Community Partnerships

Working with community partners that specialize in areas where students struggle the most allows the AmeriCorps to provide students with even more resources, often highlighting skills that are interchangeable for trade work or further pursuit of education in fields such as engineering.

A partnership with Harley-Davidson provided the Milwaukee Academy of Sciences a grant to create the STEAM lab because they saw a future gap within their company when their older employees start to retire. They hope to provide teens with these skills now because they can use them to get into that trade career later, said Rachel Nabors, college career development program coordinator at the Boys and Girls Club.

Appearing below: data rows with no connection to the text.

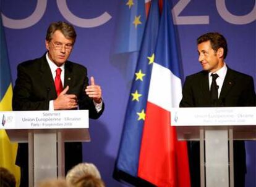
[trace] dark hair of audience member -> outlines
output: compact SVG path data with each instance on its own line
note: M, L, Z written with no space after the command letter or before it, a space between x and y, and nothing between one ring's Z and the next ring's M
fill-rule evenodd
M15 187L16 180L7 169L0 167L0 187Z

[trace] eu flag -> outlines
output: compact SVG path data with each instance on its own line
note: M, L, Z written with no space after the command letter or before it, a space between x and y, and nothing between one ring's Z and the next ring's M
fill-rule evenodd
M117 161L118 169L137 177L142 133L160 20L158 1L152 1L126 110Z

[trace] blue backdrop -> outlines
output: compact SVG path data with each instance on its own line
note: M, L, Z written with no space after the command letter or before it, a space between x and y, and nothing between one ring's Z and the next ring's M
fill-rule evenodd
M83 160L95 164L108 186L126 186L113 179L112 173L135 61L127 59L124 54L117 58L113 46L121 42L117 31L124 20L120 18L120 12L124 7L129 9L127 1L1 1L14 83L17 65L41 57L46 51L45 34L51 22L64 20L75 25L78 36L70 60L88 68L88 75L93 76L102 87L106 104L100 119L90 122L92 141L83 144ZM136 3L137 0L134 1ZM196 39L206 32L218 31L228 40L228 65L256 80L255 0L171 1L178 31L183 79L201 70ZM143 25L138 25L138 28L143 28ZM255 186L256 146L250 141L246 146L247 186Z

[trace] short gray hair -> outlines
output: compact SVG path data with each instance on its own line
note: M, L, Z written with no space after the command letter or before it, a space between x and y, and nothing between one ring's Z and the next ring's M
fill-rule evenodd
M80 163L67 172L66 180L69 184L74 185L81 177L89 175L101 178L100 172L93 164Z

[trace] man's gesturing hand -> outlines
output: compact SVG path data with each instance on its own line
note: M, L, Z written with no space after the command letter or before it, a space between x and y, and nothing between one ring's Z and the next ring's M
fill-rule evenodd
M69 87L67 86L58 98L54 100L54 109L69 109L77 108L77 97L74 94L66 94Z
M95 84L93 77L91 77L91 85L86 87L85 92L96 103L100 103L101 102L101 89L100 86Z

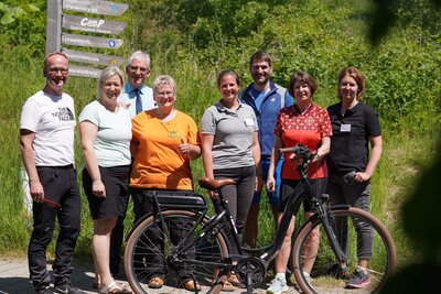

Allison Vasquez-Lovell, Rachel Nabors and Ge’Kayla Telford stand outside the STEAM lab that opened in October. Photo: Sydney Ewert

STEAM stands for Science, Technology, Engineering, the Arts and Mathematics, which are core areas where students struggle. This STEAM initiative was designed to address concerns that parents, employers and educators deemed critical to a child’s future, according to the Institute for Arts Integration and STEAM.

Next to the STEAM lab is the Harley-Davidson room where girls construct tiny Lego motorcycles with each block in red, green, blue, white or yellow. After finishing the motorcycles, the five girls placed them on a floor ramp to watch them zoom down.

The lesson is the importance of product testing and an introduction the predominately male field of engineering.

AmeriCorps’ History of Public Service

In 1933, President Bill Clinton signed the National and Community Service Trust Act which created the AmeriCorps and the Corporation for National and Community Service.

Then Serve Wisconsin was established in 1994 under an executive order from Governor Tommy G. Thompson.

The order states that Wisconsin’s National and Community Service Commission is to encourage service and volunteer participation to “promote service, provide training and allocation of resources to programs that enrich lives and communities through service and volunteering,” according to the mission statement.

In Wisconsin, there have been 771 AmeriCorps members serving, which counts for over 934,000 hours of service in communities throughout the state during the 2018-2019 program year, according to Serve Wisconsin. The group reports that this contributed to 2,900 students improving their academic performance, 934 students completing after-school programs, and 956 students completing literacy programs and 265 students completing mathematic tutoring.

When it comes to cities that produce the most AmeriCorps members, Milwaukee residents rank seventh among large American cities, according to Serve Wisconsin.

Currently, 400 members serve in Milwaukee; in the 25-year history of AmeriCorps, more than 5,800 residents have served.

Starting in January, the Boys and Girls Club and AmeriCorps will be deploying new cohorts into the community to help reach the goal of helping 300 students.